You could fill Citizens Bank Park with all the risk factors that contribute to the development of mental health conditions.

Our mental serenity can be shredded into lunchmeat by adverse childhood experiences, alcohol and/or drug use, biological factors, genetic factors, brain-based chemical imbalances, feelings of isolation and loneliness (especially among those who choose to sequester with their phones instead of mingling), identity issues, significant life changes, traumatic brain injuries, traumatic experiences, menopause, postpartum depression and too much toxic exposure to “Today” and “Good Morning America” programming.

Speaking of sinister screen time, social media use and/or abuse can drive you nuttier than a fruitcake. Unhealthy behaviors associated with social media include comparing oneself excessively to others, cyberbullying and experiencing the fear of missing out (FOMO).

We all can relate to the horrors of social media. Whenever I compare myself to Brad Pitt’s looks, I look in the mirror and wince. And then there’s FOMO. I’m still running around in my backyard screaming like a banshee because I missed out on being one of Tom Brady’s roasters.

A lack of access to care evidently is contributing to the rise of mental health issues. Some people are left untreated because they lack insurance or live in remote areas that are crawling with coyotes but not psychologists.

Perhaps the increase in mental health issues also piggybacks on all the attention the subject receives.

I suspect we talk too much about mental health. If mental illness concerns are constant drum beats in your mind, you can wind up thinking you’re nuts. If sometimes you feel like a nut, sooner or later you’ll always feel like a nut.

My hunch was validated by Ellen Barry’s recent article in the New York Times. She wrote that recent studies cast doubt on whether large-scale mental health interventions are making young people better. Some even suggest they can have a negative effect.

In recent years, mental health has become a central subject in childhood and adolescence. School systems, alarmed by rising levels of distress and self-harm, are introducing preventive coursework in emotional self-regulation and mindfulness.

We treat kids as if they all are as fragile as Venetian chandeliers and whose minds are loaded with lightning bugs. Most children are not in dire need of a mental relief convoy.

Indeed, some researchers now warn that we are in danger of overdoing it. Mental health awareness campaigns, they argue, help some young people identify disorders that badly need treatment — but they have a negative effect on others, leading them to over-interpret their symptoms and see themselves as more troubled than they are.

Call it hypochondria of the mind. Anxiety is a constant traveling companion as we navigate life’s travails. But when we develop excessive anxiety issues over our perfectly natural anxiety, that’s when we dive down the rabbit’s hole.
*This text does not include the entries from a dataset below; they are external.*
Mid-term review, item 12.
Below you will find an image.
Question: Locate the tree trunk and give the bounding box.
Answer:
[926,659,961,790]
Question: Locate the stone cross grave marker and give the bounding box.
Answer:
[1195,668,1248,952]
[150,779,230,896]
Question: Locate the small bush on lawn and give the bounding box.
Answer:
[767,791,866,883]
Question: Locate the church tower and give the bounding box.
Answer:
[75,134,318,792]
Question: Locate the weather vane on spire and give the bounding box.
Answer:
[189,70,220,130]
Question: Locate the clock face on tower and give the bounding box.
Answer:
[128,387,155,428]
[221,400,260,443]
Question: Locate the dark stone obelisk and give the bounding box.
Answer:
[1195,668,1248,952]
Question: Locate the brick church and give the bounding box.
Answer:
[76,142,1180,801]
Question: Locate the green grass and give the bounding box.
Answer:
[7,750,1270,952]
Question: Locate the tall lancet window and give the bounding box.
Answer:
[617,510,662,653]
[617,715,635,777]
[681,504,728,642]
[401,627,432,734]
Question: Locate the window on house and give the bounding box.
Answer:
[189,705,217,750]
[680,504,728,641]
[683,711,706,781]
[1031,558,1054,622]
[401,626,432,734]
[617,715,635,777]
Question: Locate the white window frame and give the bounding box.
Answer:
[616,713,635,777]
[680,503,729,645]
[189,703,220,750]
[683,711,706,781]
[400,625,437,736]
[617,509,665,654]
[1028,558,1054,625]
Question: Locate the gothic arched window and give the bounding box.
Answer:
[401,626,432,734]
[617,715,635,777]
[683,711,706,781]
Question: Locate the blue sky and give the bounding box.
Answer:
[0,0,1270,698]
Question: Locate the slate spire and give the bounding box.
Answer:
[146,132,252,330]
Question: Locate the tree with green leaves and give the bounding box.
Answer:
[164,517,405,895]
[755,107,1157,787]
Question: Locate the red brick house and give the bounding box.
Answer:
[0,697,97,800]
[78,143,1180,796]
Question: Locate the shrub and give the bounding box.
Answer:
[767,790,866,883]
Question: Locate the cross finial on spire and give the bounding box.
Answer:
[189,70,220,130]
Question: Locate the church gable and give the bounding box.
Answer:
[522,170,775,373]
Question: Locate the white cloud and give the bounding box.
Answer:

We overcoddle our kids and ourselves. Sometimes you’ve just got to show some inner resolve. “When the going gets tough, the tough get going” is more than just a catch phrase uttered by every football coach since Knute Rockne.

I’m no mental health expert, but I did ace a psych course in college despite frequently nodding off in class because the boring proof could put you to sleep faster than anesthesia.

In my uneducated opinion, it’s fine to have mental health awareness. Just don’t obsessively dwell on it until you’re being fitted for a straitjacket.

And never, ever listen to “Let’s Go Crazy” by Prince & The Revolution.


Mike Zielinski, a resident of Berks County, is a columnist, novelist, playwright and screenwriter.